We thank the reviewers for the positive and detailed feedback. Let us briefly address the main issues raised in the reviews.$
Assigned_Reviewer_2: We assume that adversary choosing the cost functions can make the choices based on the draws of side-information, but does not see the randomization of the player (oblivious to the player). We will clarify this in the revision. It is possible to directly deal with the adaptive adversary using the relaxation framework, but the analysis is more involved (specifically, condition in Eq. 6 becomes more involved).
Assigned_Reviewer_3:
We will add some intuition/explanation of the algorithm and a very brief proof sketch, but there is not enough space to give all the background. Instead, we will add specific pointers to the existing literature, so that the interested reader can get a better grasp of these new techniques.

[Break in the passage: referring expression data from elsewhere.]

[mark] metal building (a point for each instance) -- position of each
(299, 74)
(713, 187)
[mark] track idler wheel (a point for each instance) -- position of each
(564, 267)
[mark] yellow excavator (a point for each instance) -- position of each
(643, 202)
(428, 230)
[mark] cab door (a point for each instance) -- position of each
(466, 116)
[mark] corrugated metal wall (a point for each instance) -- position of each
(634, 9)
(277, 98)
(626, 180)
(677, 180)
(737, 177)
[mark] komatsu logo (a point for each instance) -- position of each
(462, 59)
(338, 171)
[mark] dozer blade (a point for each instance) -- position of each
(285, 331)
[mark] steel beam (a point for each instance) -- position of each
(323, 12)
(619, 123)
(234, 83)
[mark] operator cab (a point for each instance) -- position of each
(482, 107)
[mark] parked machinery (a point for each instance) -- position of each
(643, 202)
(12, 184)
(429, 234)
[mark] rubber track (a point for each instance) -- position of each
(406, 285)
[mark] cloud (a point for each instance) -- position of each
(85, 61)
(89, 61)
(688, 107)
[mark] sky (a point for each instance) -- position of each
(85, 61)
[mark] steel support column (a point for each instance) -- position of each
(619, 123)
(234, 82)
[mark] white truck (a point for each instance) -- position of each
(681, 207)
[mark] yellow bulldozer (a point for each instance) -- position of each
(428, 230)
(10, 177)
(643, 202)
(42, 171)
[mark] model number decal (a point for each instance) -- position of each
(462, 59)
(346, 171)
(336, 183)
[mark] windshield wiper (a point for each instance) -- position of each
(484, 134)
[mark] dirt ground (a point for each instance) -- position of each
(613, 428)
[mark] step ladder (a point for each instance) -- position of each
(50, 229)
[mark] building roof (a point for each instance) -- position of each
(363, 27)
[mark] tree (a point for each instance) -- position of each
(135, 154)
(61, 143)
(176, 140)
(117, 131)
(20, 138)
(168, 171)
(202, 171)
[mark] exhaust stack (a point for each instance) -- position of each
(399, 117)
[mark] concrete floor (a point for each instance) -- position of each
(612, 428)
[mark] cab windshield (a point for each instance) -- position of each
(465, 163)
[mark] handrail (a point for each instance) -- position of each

Regarding the issue of internal randomization: there are two places to check. First, the initial condition (6) holds for all q_t sequences, including those strategies that depend on the past randomizations. Second place is the recursive condition (5). Note that q_t minimizes a term that does depend on the random choices y-hat through the information I_{1:t-1}. Hence, the choices q_t definitely depend on internal randomization.
Specifics:
“Certifies the inequalities (5) and (6)” -- we mean that q_t may not be the exact minimizer yet gives the inequality for that q_t. In this case we call it admissible.

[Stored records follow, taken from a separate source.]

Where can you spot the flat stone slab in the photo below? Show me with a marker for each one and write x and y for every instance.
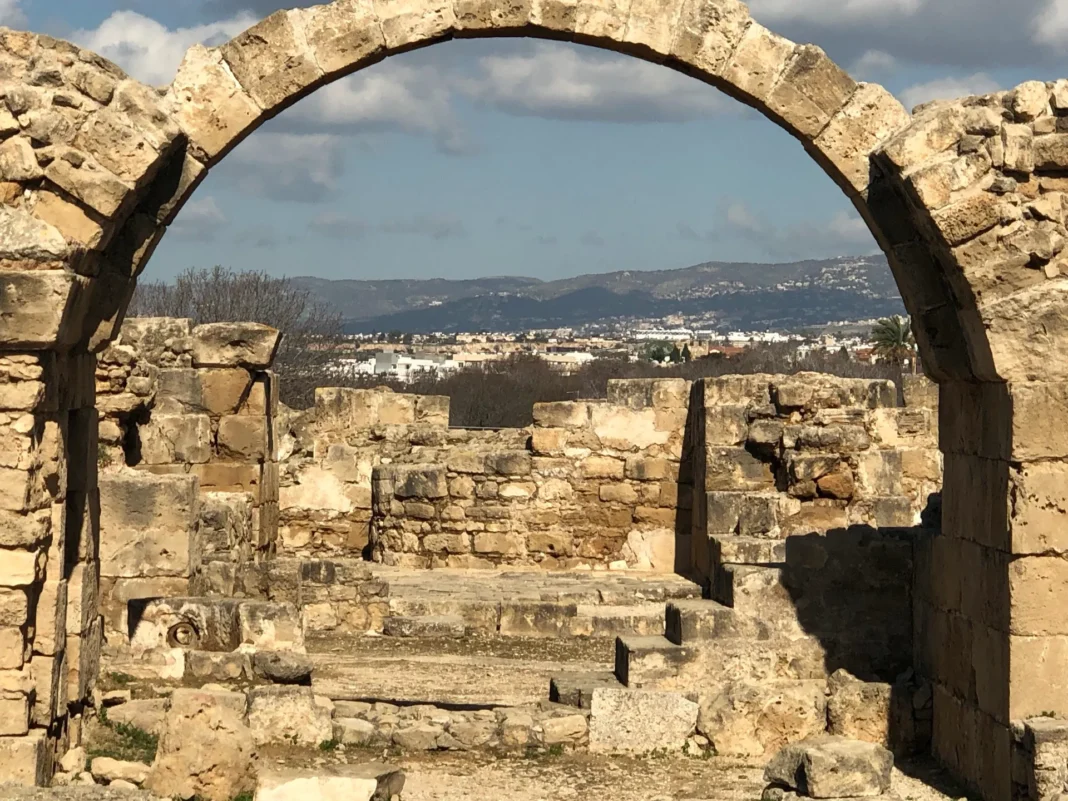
(640, 721)
(424, 626)
(577, 689)
(340, 783)
(505, 672)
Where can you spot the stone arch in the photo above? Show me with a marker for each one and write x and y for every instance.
(969, 200)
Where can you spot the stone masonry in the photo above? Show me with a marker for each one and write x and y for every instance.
(962, 197)
(189, 478)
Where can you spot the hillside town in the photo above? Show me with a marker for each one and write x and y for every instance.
(405, 357)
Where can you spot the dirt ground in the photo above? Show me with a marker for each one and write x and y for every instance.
(579, 776)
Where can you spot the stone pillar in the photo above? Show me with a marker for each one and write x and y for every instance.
(993, 634)
(49, 627)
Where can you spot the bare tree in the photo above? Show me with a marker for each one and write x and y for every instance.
(312, 331)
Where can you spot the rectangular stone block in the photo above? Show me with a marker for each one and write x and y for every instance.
(148, 525)
(736, 469)
(26, 760)
(242, 438)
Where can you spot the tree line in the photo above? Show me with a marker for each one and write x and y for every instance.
(497, 394)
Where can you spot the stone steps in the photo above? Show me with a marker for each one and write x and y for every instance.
(699, 621)
(478, 672)
(576, 689)
(424, 626)
(646, 662)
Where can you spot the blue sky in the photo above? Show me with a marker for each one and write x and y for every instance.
(519, 157)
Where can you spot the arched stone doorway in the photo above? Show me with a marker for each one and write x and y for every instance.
(966, 200)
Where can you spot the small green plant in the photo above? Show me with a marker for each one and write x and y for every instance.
(125, 742)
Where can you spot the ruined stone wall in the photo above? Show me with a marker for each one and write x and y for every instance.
(49, 502)
(782, 455)
(596, 484)
(327, 455)
(188, 474)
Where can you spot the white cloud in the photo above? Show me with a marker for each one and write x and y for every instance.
(948, 89)
(148, 50)
(392, 96)
(1051, 24)
(843, 234)
(832, 12)
(11, 14)
(559, 81)
(301, 168)
(873, 63)
(200, 219)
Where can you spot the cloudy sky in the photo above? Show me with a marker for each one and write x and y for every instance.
(523, 157)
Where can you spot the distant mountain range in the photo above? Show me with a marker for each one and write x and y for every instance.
(721, 295)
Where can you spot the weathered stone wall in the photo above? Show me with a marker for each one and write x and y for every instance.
(592, 483)
(783, 455)
(187, 460)
(49, 503)
(327, 455)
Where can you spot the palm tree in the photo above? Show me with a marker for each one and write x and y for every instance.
(892, 340)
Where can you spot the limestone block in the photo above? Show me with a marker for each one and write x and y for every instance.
(475, 15)
(27, 759)
(736, 469)
(248, 345)
(20, 568)
(1039, 492)
(602, 467)
(69, 219)
(148, 525)
(27, 239)
(832, 767)
(639, 721)
(726, 424)
(350, 782)
(268, 626)
(208, 104)
(408, 22)
(242, 437)
(14, 608)
(205, 748)
(508, 462)
(169, 439)
(549, 441)
(868, 120)
(755, 720)
(652, 25)
(421, 482)
(343, 34)
(288, 713)
(650, 550)
(562, 414)
(220, 476)
(271, 60)
(626, 429)
(109, 770)
(32, 304)
(811, 91)
(50, 624)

Regarding accumulation of errors from approximate ERM. The estimates we build are unbiased no matter what q we choose. This unbiasedness is the only property required for going forward, and the only loss from this approximation is on the present round. Hence, the errors do not accumulate. We will add a note about this subtle point -- thanks!

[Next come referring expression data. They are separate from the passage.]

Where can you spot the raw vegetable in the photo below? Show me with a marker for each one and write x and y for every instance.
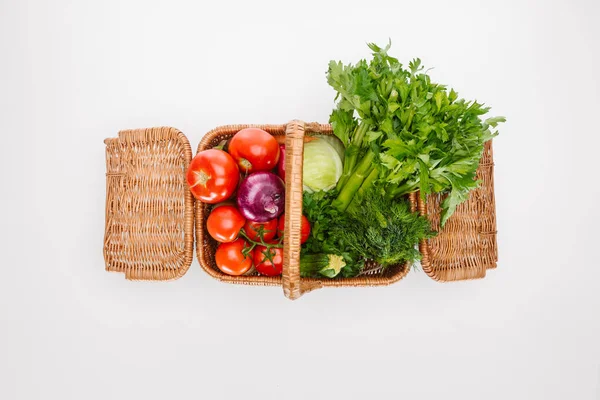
(313, 265)
(212, 176)
(224, 223)
(256, 230)
(378, 228)
(322, 166)
(261, 196)
(234, 258)
(405, 132)
(254, 150)
(304, 228)
(382, 229)
(281, 162)
(335, 142)
(268, 261)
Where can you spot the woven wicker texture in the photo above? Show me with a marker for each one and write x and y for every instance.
(466, 247)
(293, 285)
(149, 209)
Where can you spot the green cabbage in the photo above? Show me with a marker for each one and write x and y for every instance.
(322, 166)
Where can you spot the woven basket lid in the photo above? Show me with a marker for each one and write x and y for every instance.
(149, 208)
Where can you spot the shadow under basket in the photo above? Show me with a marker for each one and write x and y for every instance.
(150, 218)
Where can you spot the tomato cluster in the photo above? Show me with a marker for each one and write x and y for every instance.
(214, 177)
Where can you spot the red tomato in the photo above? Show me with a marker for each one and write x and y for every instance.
(212, 176)
(265, 266)
(224, 223)
(281, 163)
(231, 260)
(304, 230)
(254, 150)
(269, 229)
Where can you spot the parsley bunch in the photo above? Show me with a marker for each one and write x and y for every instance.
(404, 133)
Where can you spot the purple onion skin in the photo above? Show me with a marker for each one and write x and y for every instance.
(261, 196)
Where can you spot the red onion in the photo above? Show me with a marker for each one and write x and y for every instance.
(261, 196)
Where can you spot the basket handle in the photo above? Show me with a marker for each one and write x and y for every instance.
(293, 286)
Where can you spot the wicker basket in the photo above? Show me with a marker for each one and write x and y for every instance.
(150, 215)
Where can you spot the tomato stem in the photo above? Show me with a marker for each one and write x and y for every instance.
(203, 177)
(245, 164)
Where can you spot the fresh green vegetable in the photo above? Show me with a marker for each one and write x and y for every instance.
(335, 142)
(322, 165)
(404, 132)
(378, 228)
(382, 229)
(312, 265)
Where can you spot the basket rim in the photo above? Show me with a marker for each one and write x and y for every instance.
(200, 220)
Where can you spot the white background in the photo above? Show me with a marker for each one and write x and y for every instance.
(75, 72)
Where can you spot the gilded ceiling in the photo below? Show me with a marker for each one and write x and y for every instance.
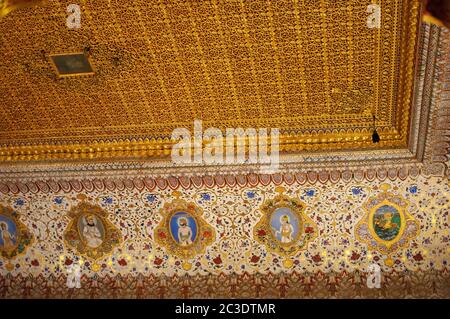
(313, 69)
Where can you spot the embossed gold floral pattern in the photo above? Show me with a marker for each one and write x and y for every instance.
(311, 68)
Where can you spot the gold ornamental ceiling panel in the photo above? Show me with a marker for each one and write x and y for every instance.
(313, 69)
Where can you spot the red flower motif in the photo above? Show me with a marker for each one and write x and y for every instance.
(162, 234)
(68, 262)
(254, 259)
(355, 256)
(158, 261)
(217, 260)
(261, 232)
(418, 257)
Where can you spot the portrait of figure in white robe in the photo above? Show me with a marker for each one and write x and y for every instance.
(91, 231)
(286, 230)
(184, 232)
(285, 225)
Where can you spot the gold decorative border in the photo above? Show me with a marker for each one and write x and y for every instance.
(364, 231)
(206, 234)
(139, 147)
(63, 76)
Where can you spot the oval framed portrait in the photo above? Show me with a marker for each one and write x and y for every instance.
(183, 228)
(285, 225)
(8, 234)
(387, 222)
(91, 230)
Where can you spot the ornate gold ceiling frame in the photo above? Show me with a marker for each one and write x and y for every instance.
(139, 148)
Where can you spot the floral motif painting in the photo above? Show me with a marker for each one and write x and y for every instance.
(183, 231)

The reviewer is correct that Lemma 1 only addresses an oblivious adversary. Eq (6) for the non-oblivious case is more involved, and we omit it for the sake of clarity of presentation.
Assigned_Reviewer_4:
The reviewer is correct that our methods requires d*n oracle calls. We do not know at the moment whether one can improve it to O(sqrt{n}) to match the oracle complexity of Agarwal et al. While in the i.i.d. setting this is possible, the hybrid scenario we are considering is more demanding.